Comparing to my results, the results from the paper stylized more heavily so that the resulting images are more abstract (the style images are more abstract compare to photos). I could change my num_steps or learning rate or alpha/beta to make the results closer to the output of the paper. However, I decided to keep this version of the outputs since it preserves the contents well and is already able to indicate that the style is successfully tranferred.

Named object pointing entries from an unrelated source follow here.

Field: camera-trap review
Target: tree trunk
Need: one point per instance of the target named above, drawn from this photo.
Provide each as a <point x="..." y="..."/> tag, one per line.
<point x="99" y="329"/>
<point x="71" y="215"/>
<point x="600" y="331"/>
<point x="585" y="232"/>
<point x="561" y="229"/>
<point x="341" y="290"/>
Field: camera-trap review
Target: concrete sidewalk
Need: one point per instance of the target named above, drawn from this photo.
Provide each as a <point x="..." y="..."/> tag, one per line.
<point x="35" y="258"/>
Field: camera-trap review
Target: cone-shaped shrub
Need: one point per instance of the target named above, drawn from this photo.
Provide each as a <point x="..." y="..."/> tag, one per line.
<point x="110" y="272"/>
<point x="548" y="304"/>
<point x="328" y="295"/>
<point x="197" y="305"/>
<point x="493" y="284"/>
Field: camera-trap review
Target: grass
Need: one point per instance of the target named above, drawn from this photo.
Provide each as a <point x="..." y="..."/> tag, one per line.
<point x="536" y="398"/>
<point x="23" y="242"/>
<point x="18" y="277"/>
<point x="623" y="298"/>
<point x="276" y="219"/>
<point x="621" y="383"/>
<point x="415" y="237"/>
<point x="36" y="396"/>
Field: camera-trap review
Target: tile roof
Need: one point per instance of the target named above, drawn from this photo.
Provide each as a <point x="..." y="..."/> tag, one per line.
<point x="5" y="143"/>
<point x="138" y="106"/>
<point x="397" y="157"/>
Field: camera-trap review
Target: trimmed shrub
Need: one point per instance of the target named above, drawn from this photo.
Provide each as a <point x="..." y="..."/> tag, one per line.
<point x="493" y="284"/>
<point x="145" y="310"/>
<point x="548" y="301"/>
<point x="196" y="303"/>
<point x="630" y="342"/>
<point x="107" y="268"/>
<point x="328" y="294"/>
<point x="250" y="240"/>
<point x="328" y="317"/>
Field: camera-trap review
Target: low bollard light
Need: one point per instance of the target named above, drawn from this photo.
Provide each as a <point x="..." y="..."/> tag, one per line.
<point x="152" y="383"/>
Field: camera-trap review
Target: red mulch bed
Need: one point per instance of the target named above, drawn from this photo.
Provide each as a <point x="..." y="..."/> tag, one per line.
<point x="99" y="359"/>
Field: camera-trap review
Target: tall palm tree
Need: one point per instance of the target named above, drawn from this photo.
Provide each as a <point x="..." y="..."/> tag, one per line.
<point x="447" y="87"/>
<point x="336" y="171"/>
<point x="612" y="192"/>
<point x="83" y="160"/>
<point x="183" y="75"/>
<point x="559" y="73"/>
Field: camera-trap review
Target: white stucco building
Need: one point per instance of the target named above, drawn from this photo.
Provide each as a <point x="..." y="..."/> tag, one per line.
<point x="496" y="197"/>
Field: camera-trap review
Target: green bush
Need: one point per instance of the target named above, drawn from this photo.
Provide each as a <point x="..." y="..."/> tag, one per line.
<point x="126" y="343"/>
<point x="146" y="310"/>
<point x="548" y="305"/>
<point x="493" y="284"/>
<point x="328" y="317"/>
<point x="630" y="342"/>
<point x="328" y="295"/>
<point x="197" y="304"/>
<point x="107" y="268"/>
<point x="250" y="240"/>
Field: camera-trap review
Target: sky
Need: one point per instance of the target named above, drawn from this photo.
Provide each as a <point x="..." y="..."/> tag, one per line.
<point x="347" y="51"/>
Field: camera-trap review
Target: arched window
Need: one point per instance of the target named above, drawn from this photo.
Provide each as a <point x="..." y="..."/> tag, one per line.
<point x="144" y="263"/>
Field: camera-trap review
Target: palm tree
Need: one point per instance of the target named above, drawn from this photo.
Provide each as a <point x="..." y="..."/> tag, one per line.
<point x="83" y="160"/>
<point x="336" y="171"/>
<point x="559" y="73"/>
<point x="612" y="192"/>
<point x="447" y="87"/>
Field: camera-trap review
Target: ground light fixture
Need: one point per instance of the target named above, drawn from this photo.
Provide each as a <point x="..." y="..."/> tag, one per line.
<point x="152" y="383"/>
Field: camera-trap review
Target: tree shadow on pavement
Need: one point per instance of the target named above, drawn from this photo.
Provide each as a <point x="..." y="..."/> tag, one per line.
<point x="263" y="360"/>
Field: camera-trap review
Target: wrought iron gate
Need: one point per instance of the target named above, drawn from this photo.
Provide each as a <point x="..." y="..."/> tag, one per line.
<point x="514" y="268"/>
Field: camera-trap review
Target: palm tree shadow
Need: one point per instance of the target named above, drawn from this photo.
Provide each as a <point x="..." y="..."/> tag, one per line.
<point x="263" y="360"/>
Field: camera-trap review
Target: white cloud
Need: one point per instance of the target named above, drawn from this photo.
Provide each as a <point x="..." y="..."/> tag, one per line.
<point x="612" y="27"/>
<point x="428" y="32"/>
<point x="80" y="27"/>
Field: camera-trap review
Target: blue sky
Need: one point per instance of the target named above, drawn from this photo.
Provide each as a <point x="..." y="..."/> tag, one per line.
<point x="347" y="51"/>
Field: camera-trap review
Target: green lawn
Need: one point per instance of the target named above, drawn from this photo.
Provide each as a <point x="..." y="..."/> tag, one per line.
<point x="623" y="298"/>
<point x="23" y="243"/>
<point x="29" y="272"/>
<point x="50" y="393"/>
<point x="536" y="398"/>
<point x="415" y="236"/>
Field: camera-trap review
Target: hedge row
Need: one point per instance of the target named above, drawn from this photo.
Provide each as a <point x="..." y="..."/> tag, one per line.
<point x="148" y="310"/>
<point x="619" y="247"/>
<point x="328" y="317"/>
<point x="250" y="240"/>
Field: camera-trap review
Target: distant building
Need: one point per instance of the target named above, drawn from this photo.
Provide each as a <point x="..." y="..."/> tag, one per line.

(3) Apply to Own Contents & Styles

Here are several transformations applied to images from my own collection. In the success cases, the styles are transferred well onto the objects in the content images; the failed cases still transforms the 'coloring' and 'texture', but they are not very visually appealing. For the first failed case, I used a photo instead of an artwork and the style might not be very striking since changing hyperparameters did not gave me an improved result. In the second failed case, I applied the style of a landscape image to a portrait photo. The content on the photo is preserved, but there are a lot of noises on the person's face.


Successes

Failures



Summary: What I learned

This project is really interesting and creative. It took me a while to tune the parameters, but the overall process is really fun and rewarding, and I developed a much better understanding about this artistic style algorithm after I implemented what I read in the paper.